Oh, I don’t know whether to be honored or embarrassed.
Honored! Harry’s also had his moments.
Yeah, I mean, Harry’s really making a lot of big moves, and he’s doing a great job in the television department, and yet, he continues to get passed over for promotion, right? He’s got his reasons.
Pete’s had a lot of legitimate reasons to be angry this season: Trudy threw him out, Don doesn’t listen to him, his mom is sick. Do you do anything special to get worked up?
No. I have techniques that I use, but there’s nothing particular I use to get worked up more than I would use to get any other emotion. I don’t want to get technical because not only is it boring, it’s also personal. But sometimes, if I’ve done many takes, and I still can’t get it, I will naturally become aggravated with myself.

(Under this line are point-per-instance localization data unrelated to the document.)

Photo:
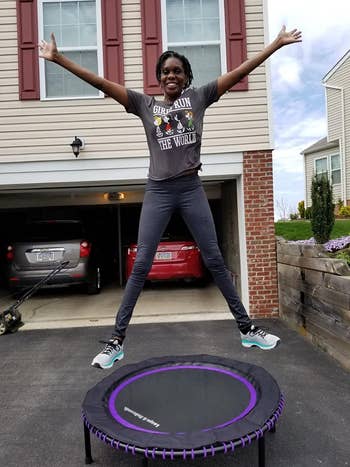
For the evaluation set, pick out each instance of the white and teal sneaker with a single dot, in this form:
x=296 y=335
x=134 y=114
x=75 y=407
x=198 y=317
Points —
x=259 y=338
x=112 y=352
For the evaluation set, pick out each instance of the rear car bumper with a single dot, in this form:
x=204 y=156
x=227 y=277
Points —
x=66 y=277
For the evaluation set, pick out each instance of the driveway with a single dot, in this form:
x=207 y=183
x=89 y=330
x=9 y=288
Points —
x=45 y=375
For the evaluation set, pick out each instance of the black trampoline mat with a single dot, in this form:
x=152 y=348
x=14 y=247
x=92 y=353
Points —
x=182 y=398
x=183 y=402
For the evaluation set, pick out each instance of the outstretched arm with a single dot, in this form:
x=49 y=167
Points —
x=48 y=50
x=226 y=81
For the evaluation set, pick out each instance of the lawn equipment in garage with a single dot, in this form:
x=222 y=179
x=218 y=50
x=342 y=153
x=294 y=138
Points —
x=11 y=319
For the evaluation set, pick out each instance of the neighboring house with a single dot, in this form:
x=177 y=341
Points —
x=331 y=155
x=43 y=108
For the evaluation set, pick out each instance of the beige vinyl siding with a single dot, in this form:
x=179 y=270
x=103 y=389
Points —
x=340 y=78
x=333 y=97
x=310 y=171
x=42 y=130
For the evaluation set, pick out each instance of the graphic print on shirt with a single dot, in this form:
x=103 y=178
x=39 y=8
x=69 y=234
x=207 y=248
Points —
x=174 y=125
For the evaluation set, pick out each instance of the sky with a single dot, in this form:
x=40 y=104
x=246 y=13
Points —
x=297 y=93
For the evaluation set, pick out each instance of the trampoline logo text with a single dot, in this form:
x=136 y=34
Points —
x=141 y=417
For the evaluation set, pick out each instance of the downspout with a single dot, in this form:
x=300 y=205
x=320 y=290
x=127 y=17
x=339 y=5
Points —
x=343 y=141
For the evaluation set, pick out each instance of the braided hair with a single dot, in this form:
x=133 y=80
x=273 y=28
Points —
x=185 y=63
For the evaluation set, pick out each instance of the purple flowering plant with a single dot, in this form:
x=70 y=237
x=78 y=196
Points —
x=331 y=246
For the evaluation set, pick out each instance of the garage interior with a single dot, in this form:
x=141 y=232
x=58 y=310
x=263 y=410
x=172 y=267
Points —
x=110 y=215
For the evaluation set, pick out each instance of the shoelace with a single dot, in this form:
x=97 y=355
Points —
x=259 y=332
x=110 y=347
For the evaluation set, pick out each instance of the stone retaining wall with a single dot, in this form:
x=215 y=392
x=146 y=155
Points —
x=314 y=296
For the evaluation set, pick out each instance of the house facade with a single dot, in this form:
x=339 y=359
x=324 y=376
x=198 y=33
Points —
x=43 y=109
x=331 y=155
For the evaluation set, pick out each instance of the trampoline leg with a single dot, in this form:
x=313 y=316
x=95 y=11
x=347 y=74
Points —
x=88 y=458
x=261 y=448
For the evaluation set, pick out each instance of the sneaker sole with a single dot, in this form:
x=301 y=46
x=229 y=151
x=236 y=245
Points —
x=254 y=344
x=106 y=367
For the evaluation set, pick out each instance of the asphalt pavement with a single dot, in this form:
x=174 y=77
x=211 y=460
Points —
x=45 y=375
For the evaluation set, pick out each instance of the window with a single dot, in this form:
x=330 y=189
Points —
x=329 y=167
x=321 y=166
x=195 y=28
x=335 y=169
x=76 y=25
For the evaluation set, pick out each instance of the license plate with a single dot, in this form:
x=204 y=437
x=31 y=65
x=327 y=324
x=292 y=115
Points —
x=163 y=255
x=45 y=256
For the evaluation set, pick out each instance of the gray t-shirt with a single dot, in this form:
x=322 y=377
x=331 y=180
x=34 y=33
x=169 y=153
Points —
x=174 y=132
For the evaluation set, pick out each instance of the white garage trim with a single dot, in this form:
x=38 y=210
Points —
x=19 y=177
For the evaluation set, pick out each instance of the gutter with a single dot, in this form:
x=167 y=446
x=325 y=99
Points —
x=342 y=145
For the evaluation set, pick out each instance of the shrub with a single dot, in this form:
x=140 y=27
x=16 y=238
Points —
x=344 y=211
x=344 y=255
x=301 y=209
x=322 y=210
x=308 y=213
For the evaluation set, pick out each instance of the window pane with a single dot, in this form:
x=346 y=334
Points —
x=69 y=13
x=193 y=20
x=61 y=83
x=87 y=13
x=175 y=9
x=321 y=165
x=51 y=13
x=336 y=178
x=74 y=23
x=205 y=62
x=70 y=36
x=176 y=30
x=335 y=162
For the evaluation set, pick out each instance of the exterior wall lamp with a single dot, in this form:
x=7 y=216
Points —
x=77 y=145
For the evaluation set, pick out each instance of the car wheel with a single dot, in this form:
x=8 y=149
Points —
x=94 y=284
x=3 y=327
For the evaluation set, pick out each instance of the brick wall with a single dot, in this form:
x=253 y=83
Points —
x=260 y=234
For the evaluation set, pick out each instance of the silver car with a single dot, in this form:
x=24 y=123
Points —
x=42 y=245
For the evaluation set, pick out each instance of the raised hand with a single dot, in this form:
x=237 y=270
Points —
x=288 y=37
x=48 y=50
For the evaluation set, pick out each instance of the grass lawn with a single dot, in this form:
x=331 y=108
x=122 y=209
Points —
x=301 y=230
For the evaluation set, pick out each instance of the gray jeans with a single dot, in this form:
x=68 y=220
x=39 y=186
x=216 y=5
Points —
x=186 y=195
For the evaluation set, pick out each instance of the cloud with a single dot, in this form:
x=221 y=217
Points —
x=288 y=72
x=298 y=101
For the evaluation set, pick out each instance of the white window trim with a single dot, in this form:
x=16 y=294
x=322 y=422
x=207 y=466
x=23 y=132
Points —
x=329 y=167
x=334 y=170
x=221 y=42
x=99 y=49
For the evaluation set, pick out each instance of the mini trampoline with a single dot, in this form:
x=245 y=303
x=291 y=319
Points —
x=183 y=407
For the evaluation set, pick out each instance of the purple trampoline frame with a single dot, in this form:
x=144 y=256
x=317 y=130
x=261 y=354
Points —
x=185 y=454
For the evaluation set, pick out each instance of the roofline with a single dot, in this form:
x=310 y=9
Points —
x=336 y=66
x=328 y=145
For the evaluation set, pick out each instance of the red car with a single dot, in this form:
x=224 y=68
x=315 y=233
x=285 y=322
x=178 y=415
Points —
x=173 y=260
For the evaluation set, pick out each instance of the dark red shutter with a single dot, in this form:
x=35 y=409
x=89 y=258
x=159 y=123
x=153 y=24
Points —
x=28 y=57
x=112 y=36
x=236 y=38
x=151 y=43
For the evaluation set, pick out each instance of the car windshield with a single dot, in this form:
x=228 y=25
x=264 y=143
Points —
x=51 y=231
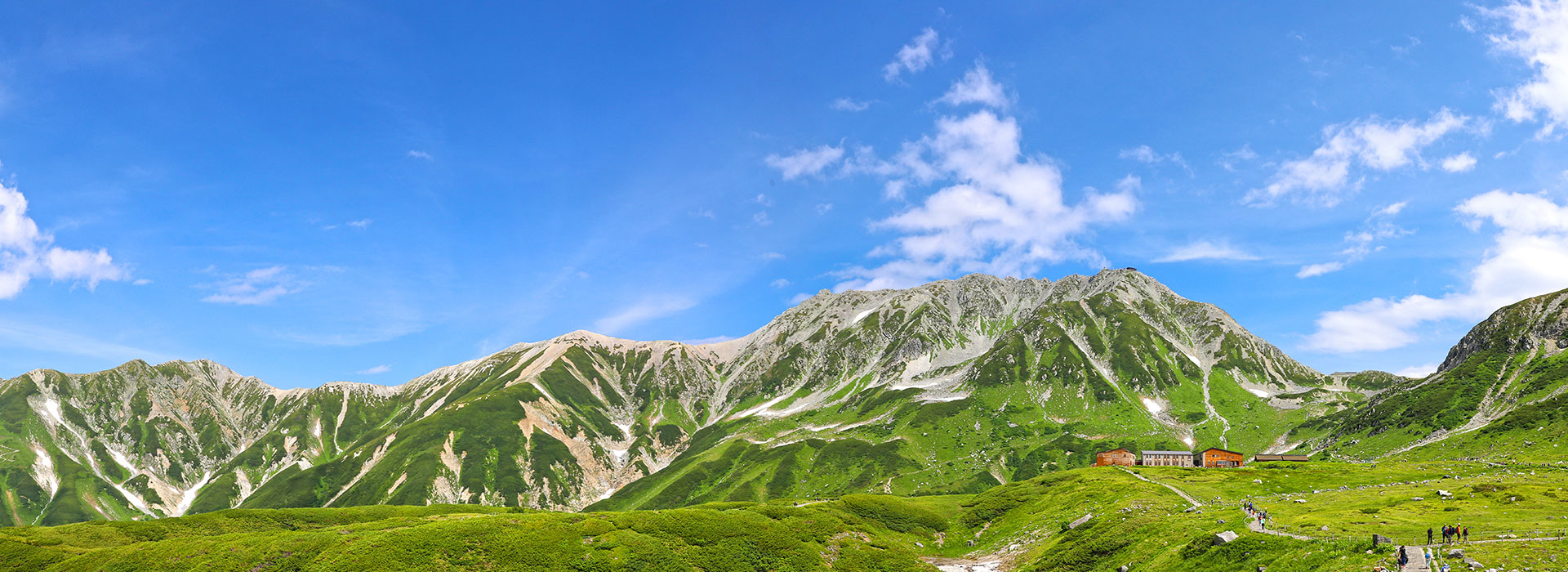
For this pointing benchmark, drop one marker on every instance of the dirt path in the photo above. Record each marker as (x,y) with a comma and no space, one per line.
(1258,527)
(966,565)
(1196,503)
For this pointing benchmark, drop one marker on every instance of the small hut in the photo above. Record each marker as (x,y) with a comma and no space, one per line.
(1117,457)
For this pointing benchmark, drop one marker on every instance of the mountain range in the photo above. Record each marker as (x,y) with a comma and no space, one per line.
(954,386)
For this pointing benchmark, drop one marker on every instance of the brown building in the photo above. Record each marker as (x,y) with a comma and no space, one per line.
(1220,458)
(1167,459)
(1263,458)
(1117,457)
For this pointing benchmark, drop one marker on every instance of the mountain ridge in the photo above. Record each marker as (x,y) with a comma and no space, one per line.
(952,386)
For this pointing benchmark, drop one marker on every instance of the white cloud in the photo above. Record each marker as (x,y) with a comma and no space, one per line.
(1459,163)
(1230,159)
(915,56)
(976,88)
(1205,249)
(1392,209)
(41,339)
(804,162)
(261,286)
(1324,177)
(847,104)
(1418,370)
(1321,268)
(1358,244)
(1539,34)
(1000,212)
(1529,257)
(1145,154)
(644,311)
(27,252)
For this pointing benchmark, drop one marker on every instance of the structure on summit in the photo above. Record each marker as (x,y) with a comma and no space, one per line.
(1117,457)
(1218,458)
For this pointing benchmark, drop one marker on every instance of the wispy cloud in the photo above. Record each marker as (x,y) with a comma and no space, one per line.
(256,287)
(1145,154)
(1528,257)
(1324,177)
(1205,249)
(849,104)
(1459,163)
(916,56)
(1537,34)
(804,162)
(42,339)
(976,87)
(1360,244)
(27,252)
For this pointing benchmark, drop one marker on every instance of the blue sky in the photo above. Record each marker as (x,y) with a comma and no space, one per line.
(372,190)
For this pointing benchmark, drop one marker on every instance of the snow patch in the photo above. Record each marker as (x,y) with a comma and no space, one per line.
(122,461)
(52,409)
(44,471)
(189,495)
(930,397)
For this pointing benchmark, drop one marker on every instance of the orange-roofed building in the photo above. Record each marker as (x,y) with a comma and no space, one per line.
(1117,457)
(1220,458)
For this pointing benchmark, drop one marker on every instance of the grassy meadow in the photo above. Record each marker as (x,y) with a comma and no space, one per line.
(1024,524)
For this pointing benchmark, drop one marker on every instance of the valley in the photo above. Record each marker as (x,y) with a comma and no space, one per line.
(944,425)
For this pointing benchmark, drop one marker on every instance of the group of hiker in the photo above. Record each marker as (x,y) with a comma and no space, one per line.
(1402,556)
(1256,513)
(1450,534)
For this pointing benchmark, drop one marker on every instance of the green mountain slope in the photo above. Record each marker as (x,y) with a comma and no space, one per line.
(1498,392)
(952,386)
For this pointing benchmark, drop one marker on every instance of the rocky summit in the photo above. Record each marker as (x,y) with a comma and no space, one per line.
(949,387)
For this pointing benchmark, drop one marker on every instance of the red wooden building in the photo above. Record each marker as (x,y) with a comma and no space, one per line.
(1215,457)
(1117,457)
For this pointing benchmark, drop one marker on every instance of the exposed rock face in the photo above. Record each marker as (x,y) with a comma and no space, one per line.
(857,391)
(1512,361)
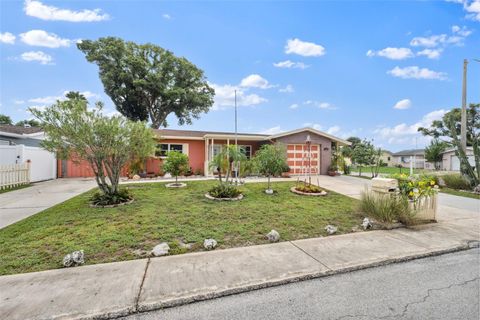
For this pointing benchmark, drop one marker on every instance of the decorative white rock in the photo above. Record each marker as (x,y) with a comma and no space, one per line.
(331,229)
(75,258)
(273,236)
(160,249)
(209,244)
(367,224)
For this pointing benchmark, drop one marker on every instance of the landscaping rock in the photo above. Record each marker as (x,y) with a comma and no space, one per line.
(331,229)
(367,224)
(73,259)
(273,236)
(160,249)
(209,244)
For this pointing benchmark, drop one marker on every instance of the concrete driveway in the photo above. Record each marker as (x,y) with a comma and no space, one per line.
(19,204)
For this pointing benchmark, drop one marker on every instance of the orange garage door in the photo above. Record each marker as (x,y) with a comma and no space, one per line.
(297,157)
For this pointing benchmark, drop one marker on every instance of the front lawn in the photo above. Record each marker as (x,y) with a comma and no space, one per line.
(160,214)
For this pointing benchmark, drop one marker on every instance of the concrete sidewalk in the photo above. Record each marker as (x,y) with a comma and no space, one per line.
(20,204)
(115,289)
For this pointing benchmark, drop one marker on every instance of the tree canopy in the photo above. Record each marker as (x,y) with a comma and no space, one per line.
(147,82)
(106,143)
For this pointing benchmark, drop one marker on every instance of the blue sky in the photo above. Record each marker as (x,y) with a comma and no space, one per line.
(369,68)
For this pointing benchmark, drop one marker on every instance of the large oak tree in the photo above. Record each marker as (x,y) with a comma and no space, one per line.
(147,82)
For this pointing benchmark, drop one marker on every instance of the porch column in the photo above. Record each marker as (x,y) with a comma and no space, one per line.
(205,163)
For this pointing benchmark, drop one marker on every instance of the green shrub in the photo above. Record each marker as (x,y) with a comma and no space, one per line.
(386,208)
(224,191)
(102,199)
(456,181)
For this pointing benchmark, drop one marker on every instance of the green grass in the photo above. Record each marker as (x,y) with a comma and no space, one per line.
(160,214)
(460,193)
(23,186)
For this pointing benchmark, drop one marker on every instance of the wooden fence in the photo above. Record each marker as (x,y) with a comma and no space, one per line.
(13,175)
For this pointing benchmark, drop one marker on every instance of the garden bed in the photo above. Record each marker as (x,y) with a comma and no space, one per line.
(160,214)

Tell me about filming the scene where Pete’s shouting at Don after Don fires Jaguar. He calls him Tarzan.
[Laughs] I loved it. It is a great line, and I’m constantly getting great lines on the show. The whole challenge is to not ruin it from page to performance, to keep somehow the hilarity and the intensity that’s on the page. That line in particular is funny because our A-camera operator is named Don Devine, and that line “vine to vine” became kind of our play on words for Don Devine. Now, every once in a while, someone will say, “You’re Tarzan, swinging from Don Devine.” Inside joke for you.
And Matt showed you how to fall?
That’s true actually. I went and did a couple of takes, and then Matt came and said, “You know, it’s this,” and then I just did my best to do that.
Is fake falling down the stairs still a little scary?
Well, I mean, fear is not something that you really engage too much in while you’re acting. The things that really scare me about acting have nothing to do with physical harm. It’s more emotional harm to one’s psyche. That five minutes before you walk onto a stage to do a performance that you haven’t done before is a much more paralyzing fear, a fear to your core that is really indescribable and yet overcome-able. And so fear of physical harm … I embrace that. Falling down the stairs? I mean, I make an ass of myself much more as Vincent than Pete ever could on that set, so basically, I’ll do something as Pete, and then [the cast and crew] will say, “Gosh, why can’t you be more like that?”
They do not.
You’ll have to interview some of them. They’ll probably agree.
Well, Pete makes an ass of himself in wonderful, hilarious ways.
I’m not playing it for laughs.
Right, that’s why it’s funny. Pete’s so serious. It makes his quiet moments, like when he’s alone with an empty box of cereal in his apartment, that much more sad. They’re more of a gut punch.
I actually had no idea that people thought it was funny. Sometimes I think Matthew does not intend these things to be funny, so if I am having that as the outcome, then I would consider that a failure on my part. I will say that Matthew would re-shoot if he thought that I had given the editors something that they couldn’t manipulate into a performance worthy of what he’s trying to express. I do have faith that, if people are finding it funny, and if Matthew finds it funny, then I guess that was what his goal was.
Do you watch your performances?
I’ll watch parts. I’m always impressed with how they’ve managed to make my performance palatable because that really is quite a feat, and I’m very impressed by that team of people. I would say that has much less to do with me and much more to do with the team of professionals and technical people behind the scenes, the editors and the director and the post-production producing team. I enjoy watching the other actors that act across from me, and I learn a lot about my flaws and my mistakes by watching what I do, so I do watch sometimes, and it’s always a humbling experience.